Hardening a cloud server
Spin up a fresh VPS, wait an hour, and the auth log already has thousands of brute-force attempts from across the internet. Every server-hardening guide says roughly the same things — here's what each one actually stops, and where the rules are theater.
Why it exists
Spin up a fresh
VPS
on any cloud, give it a public IP, leave the default
SSH
port open, walk away for an hour, then come back and read
/var/log/auth.log. You’ll find thousands of failed login attempts —
root, admin, ubuntu, oracle, pi, git — from IP addresses all
over the world. Nobody knew your server existed an hour ago. Nobody is
targeting you. The entire public IPv4 space is being continuously port-scanned
by botnets, and the moment your address answered on port 22, it joined a
work queue.
That’s the world a hardening guide is written for. The advice every guide repeats — keys-only SSH, no root login, close ports you don’t need, patch automatically, ship logs off-box — isn’t ritual; each line is aimed at a specific failure mode that has happened often enough to be the boring default attack. The point of this post is to walk through those rules and, for each one, say what it actually stops so you can tell the useful ones from the cargo-culted ones.
Why it matters now
Cloud servers are a commodity. A $5/month droplet runs side-project APIs, small-business sites, Mastodon instances, home-lab tunnels, and increasingly self-hosted LLM frontends. The default cloud image is built to boot, not to be exposed to the open internet. Defaults vary by distro and provider — I won’t claim a specific Ubuntu minimal image’s full security posture without re-checking it — but the general pattern is consistent: no host firewall configured, only the SSH key the provider injected, the application stack you install is your responsibility to keep patched, and the public IP you were given will be probed within minutes. The provider hands you a host; the rest is your problem.
Meanwhile the attacker side has gotten cheaper, not more sophisticated.

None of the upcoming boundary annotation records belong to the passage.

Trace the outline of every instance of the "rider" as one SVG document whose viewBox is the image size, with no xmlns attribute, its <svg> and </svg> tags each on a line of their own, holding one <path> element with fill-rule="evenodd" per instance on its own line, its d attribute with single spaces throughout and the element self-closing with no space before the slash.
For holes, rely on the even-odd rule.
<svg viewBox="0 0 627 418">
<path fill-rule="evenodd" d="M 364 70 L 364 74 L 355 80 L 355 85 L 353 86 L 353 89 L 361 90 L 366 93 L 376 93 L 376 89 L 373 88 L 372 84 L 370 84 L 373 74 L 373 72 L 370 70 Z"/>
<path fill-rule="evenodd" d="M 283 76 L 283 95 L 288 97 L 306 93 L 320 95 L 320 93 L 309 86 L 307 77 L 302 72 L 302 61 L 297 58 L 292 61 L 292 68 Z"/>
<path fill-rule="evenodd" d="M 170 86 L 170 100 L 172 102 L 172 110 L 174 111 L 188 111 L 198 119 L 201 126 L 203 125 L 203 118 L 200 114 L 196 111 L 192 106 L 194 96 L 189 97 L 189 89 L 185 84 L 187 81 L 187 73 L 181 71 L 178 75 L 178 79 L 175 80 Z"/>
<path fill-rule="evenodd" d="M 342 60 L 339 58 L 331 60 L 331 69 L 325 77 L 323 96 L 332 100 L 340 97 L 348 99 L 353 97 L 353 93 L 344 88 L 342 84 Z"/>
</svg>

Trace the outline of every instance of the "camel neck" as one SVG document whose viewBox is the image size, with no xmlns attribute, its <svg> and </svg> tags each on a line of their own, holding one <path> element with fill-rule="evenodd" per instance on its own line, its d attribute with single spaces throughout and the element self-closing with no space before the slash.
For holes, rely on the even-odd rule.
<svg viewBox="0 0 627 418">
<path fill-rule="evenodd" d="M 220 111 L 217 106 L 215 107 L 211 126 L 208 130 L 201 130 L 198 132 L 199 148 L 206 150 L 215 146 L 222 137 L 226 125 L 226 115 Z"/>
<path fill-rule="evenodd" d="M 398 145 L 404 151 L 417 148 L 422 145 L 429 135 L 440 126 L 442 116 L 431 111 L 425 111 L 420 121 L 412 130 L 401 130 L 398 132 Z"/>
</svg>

Most server compromises in the wild are still opportunistic — credential stuffing, exposed Redis/MongoDB/Elasticsearch instances, unpatched CVEs weeks or months old, leaked AWS keys committed to public GitHub repos. The 2017 “MongoDB ransomware” wave that hit tens of thousands of databases worked not because the attackers were clever but because so many instances were exposed to the public internet with access control disabled. (MongoDB’s packaged installs bind to localhost by default; the failure mode was operators who had explicitly bound them to a public interface and skipped auth, often on the assumption that the network around them was trusted.) The same shape of mistake still ships today, just on different services.
The short answer
server hardening = shrink the attack surface + remove the easy wins + make compromise loud
Three goals, in that order. Shrink the attack surface means fewer ports, fewer services, fewer accounts that could be attacked at all. Remove the easy wins means the things that are exposed shouldn’t fall to a guessed password or a known CVE. Make compromise loud means when one of the first two fails — and eventually one will — you find out within minutes instead of finding out from your hosting bill.
Every concrete rule below slots into one of those three buckets.
How it works
Before you SSH in: the cloud account is the real perimeter
The first hardening step is one most server-focused guides skip, because they assume you’re already inside the VM.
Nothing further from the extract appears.